So the argument is they're only making the sharks mad, not training them to eat human flesh.
"To actually train a shark to, let's say, to associate a boat with feeding, that shark has to appear over and over again, and you have to feed it over and over again," Klimley says. "This generally does not occur."
Research is being conducted to see whether shark tourism is having an effect on the creatures. At least one tour operator says that if it is, he's finished.
"Through this research, we'll be able to determine whether we are having an impact, and if we are, then I know I, for one, will pull out of great white shark diving at Guadalupe Island," vows Greg Grivetto, captain of the Ocean Odyssey, one of the boats run by Horizon Charters in San Diego.

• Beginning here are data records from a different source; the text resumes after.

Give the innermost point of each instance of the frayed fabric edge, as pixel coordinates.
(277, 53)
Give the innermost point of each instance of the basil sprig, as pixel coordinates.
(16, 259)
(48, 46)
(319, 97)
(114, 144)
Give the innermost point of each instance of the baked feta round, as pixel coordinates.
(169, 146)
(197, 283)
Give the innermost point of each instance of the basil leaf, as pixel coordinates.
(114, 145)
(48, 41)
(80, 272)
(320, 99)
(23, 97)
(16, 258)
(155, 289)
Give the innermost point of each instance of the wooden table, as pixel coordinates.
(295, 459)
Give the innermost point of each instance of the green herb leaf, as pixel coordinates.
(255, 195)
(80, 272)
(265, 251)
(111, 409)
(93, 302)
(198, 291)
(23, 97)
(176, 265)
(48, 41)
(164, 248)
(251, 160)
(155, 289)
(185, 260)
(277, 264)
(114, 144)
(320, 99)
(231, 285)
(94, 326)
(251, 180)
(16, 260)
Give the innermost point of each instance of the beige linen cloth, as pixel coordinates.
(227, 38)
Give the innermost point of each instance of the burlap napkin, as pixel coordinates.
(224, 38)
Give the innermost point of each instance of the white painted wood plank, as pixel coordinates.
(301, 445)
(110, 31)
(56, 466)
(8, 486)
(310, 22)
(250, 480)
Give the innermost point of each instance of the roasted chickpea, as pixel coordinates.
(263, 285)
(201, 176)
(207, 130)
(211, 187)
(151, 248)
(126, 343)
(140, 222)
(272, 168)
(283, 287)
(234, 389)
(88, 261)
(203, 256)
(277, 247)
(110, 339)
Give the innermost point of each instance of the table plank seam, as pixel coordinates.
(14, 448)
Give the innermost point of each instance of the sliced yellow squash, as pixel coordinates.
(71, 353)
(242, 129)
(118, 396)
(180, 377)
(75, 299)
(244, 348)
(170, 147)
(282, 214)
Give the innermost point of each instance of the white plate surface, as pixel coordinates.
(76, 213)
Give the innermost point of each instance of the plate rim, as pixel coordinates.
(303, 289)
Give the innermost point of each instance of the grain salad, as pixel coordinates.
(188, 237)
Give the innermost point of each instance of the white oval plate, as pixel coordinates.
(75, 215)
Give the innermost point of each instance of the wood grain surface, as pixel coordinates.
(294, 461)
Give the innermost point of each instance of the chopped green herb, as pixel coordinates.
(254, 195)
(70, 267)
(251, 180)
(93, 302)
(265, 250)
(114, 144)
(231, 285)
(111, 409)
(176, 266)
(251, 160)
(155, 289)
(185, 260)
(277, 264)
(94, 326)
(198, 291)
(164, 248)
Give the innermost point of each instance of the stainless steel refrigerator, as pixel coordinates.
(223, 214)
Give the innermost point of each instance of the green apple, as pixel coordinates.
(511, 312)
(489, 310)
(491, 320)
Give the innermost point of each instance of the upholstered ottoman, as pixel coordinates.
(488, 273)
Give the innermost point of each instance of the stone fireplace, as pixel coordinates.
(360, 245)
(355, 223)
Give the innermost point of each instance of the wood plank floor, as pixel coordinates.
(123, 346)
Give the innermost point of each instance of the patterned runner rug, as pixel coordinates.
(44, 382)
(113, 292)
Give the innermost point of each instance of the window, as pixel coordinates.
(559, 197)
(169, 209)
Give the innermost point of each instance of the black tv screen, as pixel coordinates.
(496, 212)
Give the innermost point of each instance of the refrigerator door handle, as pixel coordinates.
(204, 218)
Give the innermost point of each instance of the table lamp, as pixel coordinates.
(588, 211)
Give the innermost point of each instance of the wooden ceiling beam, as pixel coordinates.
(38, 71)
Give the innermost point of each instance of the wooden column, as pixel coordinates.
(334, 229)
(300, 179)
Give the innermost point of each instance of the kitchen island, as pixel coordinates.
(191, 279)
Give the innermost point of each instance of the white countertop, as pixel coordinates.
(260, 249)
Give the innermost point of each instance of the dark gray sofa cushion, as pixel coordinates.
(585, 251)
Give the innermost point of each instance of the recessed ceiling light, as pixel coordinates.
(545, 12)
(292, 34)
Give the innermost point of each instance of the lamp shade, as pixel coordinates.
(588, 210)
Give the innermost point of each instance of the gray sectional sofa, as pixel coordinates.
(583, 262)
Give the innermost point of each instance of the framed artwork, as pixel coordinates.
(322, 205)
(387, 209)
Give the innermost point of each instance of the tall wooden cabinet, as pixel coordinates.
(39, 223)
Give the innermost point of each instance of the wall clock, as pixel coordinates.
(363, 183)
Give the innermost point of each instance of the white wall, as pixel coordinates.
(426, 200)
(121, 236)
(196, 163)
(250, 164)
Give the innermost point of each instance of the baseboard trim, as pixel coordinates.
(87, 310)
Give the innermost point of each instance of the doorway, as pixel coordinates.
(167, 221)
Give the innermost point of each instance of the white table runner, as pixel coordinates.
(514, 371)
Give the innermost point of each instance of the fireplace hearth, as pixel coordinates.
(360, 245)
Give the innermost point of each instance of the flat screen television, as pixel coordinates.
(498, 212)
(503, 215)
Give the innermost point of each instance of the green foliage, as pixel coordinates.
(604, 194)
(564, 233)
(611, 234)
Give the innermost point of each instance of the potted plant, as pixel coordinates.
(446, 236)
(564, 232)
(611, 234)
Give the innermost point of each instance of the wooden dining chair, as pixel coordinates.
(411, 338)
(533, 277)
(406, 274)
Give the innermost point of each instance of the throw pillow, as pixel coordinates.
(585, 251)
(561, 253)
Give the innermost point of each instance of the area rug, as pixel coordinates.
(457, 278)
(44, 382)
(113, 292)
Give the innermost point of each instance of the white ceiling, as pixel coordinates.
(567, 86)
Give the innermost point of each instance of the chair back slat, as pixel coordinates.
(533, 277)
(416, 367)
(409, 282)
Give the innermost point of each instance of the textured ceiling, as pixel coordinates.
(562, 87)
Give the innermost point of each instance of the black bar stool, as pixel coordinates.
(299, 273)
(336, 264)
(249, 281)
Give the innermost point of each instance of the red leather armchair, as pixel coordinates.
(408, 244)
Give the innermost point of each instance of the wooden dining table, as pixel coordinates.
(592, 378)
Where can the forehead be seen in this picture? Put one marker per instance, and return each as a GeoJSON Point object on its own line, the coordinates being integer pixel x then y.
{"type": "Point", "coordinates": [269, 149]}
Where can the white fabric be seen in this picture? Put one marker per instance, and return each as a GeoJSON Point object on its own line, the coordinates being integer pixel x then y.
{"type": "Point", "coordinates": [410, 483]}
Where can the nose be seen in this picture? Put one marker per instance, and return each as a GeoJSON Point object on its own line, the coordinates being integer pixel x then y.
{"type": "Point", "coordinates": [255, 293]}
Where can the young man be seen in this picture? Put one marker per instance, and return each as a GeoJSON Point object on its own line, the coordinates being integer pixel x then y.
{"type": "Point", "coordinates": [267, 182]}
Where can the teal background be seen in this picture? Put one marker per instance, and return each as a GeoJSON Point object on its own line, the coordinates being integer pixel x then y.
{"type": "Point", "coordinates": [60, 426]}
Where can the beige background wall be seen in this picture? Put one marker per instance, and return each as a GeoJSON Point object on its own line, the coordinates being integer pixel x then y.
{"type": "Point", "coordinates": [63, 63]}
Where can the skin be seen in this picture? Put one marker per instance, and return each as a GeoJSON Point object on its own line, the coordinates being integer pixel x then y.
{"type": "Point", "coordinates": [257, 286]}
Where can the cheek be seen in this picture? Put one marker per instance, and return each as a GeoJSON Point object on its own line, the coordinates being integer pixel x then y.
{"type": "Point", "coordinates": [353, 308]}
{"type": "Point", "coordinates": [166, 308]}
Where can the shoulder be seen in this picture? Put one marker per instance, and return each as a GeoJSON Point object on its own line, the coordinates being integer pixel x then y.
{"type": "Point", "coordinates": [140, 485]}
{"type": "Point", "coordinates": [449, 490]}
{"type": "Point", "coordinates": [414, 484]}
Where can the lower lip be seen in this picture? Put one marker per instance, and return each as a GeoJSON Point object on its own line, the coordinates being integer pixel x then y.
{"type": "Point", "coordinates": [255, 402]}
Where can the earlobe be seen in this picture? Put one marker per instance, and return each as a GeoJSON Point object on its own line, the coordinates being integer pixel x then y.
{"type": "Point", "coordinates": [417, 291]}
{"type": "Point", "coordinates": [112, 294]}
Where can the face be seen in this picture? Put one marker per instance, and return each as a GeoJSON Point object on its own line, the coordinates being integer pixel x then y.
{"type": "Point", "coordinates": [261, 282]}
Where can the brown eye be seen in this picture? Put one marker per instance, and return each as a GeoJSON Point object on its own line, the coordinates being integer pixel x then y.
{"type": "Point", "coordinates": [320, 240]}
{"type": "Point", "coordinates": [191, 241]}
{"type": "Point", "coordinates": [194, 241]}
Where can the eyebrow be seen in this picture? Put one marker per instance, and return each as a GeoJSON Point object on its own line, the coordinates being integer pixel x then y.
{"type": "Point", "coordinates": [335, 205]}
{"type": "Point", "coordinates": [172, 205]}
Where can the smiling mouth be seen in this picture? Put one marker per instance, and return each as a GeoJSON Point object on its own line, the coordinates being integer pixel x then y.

The question is: With a profitable new source of tourism dollars at stake, will anyone else?
http://www.foxnews.com/story/0,2933,175548,00.html
When I was in Costa Rica we had taken a boat out to an island and the boat could not get close enough to shore so we either had to swim or take smaller boats. I chose to swim and that was awesome. The dolphins would come right up to you and hit you with their nose while you were swimming. They were kinda funny about letting us reach out and touch them, though. There were smaller sharks that came around, but I am talking like 3, maybe 3 and a half feet, so nothing that cannot be seen in a local aquarium and probably bought in a pet store.
But I would absolutely go crazy over getting to have a great white or a hammerhead right outside a cage from me.